Details of the disciplinary case the Solicitors Regulation Authority (SRA) will make against Sophie Khan – who was jailed for contempt after failing to give it her firm’s papers – were published yesterday.
Among the 11 allegations she will face before the Solicitors Disciplinary Tribunal (SDT) are that she undersettled claims, breached an undertaking and “fabricated or falsified a pro-forma fee note and letters”.
The saga began last August, when the regulator intervened in her practice, Leicester-based Sophie Khan & Co, saying there was “reason to suspect dishonesty” on her part.
Ms Khan, also known as Soophia, is challenging the decision in separate High Court proceedings and did not comply with SRA demands to provide the firm’s papers.
This led to her being jailed for six months in January for breaching two court orders to hand over the documents.
The allegations she is to face before the SDT were settled last August but only published by the SRA yesterday. None are yet proven and are subject to a hearing.

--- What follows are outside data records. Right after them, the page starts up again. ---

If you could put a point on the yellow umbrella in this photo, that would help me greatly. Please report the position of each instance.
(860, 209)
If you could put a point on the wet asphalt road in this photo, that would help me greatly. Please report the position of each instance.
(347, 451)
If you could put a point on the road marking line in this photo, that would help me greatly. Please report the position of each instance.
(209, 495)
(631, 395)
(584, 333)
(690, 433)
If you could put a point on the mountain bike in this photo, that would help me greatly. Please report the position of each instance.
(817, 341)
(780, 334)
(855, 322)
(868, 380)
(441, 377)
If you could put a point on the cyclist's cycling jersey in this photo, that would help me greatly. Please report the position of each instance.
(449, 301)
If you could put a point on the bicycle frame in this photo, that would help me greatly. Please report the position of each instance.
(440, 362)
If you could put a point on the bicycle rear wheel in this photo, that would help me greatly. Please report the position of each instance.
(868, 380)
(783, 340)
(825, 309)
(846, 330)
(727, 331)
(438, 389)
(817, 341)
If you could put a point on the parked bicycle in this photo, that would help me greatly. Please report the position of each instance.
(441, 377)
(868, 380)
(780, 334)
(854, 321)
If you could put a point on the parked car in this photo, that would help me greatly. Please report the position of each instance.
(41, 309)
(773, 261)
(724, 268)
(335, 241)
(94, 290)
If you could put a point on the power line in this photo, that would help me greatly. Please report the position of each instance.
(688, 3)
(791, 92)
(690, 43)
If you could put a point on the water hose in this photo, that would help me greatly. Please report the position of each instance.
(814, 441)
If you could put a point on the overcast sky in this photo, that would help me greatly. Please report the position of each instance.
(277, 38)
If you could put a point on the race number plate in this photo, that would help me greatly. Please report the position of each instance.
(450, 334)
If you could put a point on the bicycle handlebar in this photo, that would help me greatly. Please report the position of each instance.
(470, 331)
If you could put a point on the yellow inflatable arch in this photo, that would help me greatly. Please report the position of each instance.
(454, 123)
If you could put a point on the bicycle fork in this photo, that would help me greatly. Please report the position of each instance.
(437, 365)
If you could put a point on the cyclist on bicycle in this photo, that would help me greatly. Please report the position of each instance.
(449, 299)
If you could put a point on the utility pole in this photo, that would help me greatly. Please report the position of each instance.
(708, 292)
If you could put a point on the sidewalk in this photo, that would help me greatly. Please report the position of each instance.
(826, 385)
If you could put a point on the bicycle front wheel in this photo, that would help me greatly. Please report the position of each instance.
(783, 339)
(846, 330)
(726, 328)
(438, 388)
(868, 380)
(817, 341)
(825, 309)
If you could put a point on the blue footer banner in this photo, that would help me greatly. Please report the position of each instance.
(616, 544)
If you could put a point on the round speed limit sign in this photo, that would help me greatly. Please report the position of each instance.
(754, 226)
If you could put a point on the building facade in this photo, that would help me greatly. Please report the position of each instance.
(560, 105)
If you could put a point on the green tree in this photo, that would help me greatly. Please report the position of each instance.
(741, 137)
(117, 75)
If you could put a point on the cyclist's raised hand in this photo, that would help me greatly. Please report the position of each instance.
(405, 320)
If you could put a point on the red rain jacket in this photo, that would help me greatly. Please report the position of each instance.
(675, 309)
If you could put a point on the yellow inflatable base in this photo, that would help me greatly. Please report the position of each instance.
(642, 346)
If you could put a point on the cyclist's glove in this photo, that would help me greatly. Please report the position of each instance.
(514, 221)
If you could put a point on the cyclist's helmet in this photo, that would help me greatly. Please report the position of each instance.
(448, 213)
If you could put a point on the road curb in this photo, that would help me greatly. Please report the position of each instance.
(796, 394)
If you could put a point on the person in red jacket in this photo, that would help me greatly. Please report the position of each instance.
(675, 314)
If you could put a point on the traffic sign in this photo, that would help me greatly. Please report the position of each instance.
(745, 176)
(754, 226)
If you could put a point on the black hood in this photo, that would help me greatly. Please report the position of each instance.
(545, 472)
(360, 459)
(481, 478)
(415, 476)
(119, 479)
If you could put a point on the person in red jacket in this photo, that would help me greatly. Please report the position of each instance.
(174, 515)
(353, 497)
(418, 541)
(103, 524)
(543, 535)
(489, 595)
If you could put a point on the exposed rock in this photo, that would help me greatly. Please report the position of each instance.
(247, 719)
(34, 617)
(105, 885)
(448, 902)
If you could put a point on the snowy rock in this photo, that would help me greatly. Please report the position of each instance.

The SRA claims that Ms Khan settled damages claims advanced on behalf of two clients for “substantially” less than she had advised the clients they would receive “and in circumstances where she had neither sought nor obtained authority from the clients to settle the claims at that level”.
Further, she is alleged to have settled costs claims for two clients “without informing them of the offer of settlement or of its acceptance and without seeking or obtaining authority from the clients to settle the claims”.
She is said to have received a cheque to settle costs claims and paid it directly into her firm’s office account without first giving or sending a bill of costs or other written notification of the costs incurred to the clients.
The SRA went on: “On an unknown date, but after 26 November 2019, [Ms Khan] fabricated or falsified a pro-forma fee note and letters purporting to show contemporaneous notification to the clients of the costs claimed by the firm”.
Ms Khan is alleged to have received a cheque to settle clients’ costs claims where their former solicitors had or asserted a claim, but paid the cheque directly into office account without accounting for the former solicitors’ costs, having also breached the undertakings given to the former solicitors to protect their position on costs.
She is accused too of failing to cooperate with SRA and Legal Ombudsman investigations, as well as an ombudsman decision.
The final set of allegations relate to the failures that led to the contempt proceedings and the finding of contempt itself.